During their first attempts to simplify and generalize what MELVIN had found, Krenn and his colleagues realized that the solution resembled abstract mathematical shapes called graphs, which contain vertices and edges and are used to represent pairwise relationships between objects. For these quantum experiments, each path a photon travels is represented by a vertex. And a crystal, for example, is represented by an edge connecting two vertices. MELVIN first produced such a graph and then performed a mathematical operation on it. The operation, called “perfect match”, involves generating an equivalent graph in which each vertex is connected to only one edge. This process makes calculating the final quantum state much easier, although it is still difficult for humans to understand.
This changed with MELVIN’s successor, THESEUS, which generates much simpler graphs by separating the first complex graph representing a solution that it finds down to the minimum number of edges and vertices (so any further exclusion destroys the configuration’s ability to generate the desired quantum states).
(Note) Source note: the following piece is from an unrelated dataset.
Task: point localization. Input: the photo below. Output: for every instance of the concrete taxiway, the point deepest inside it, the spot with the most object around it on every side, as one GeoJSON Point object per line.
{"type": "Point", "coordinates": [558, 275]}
These graphs are simpler than MELVIN’s perfect match graphs, so it’s even easier to understand any AI-generated solution.
Renner is particularly impressed by the human interpretable results of THESEUS. “The solution was designed in such a way that the number of connections in the graph is minimized,” he said. “And this is, of course, a solution that we can understand better than if you had a very complex graph.”
Eric Cavalcanti of Griffith University in Australia is impressed with the work and wary of it. “These machine learning techniques represent an interesting development. To a human scientist looking at the data and interpreting it, some of the solutions might seem like new ‘creative’ solutions. But at this stage these algorithms are still far from a level where you can say they are coming up with really new ideas or coming up with new concepts,” he said. “On the other hand, I think one day they will get there. So these are baby steps – but we have to start somewhere.”
Steinberg agrees. “For now, they are amazing tools,” he said. “And like all the best tools, they already allow us to do some things we probably wouldn’t have done without them.”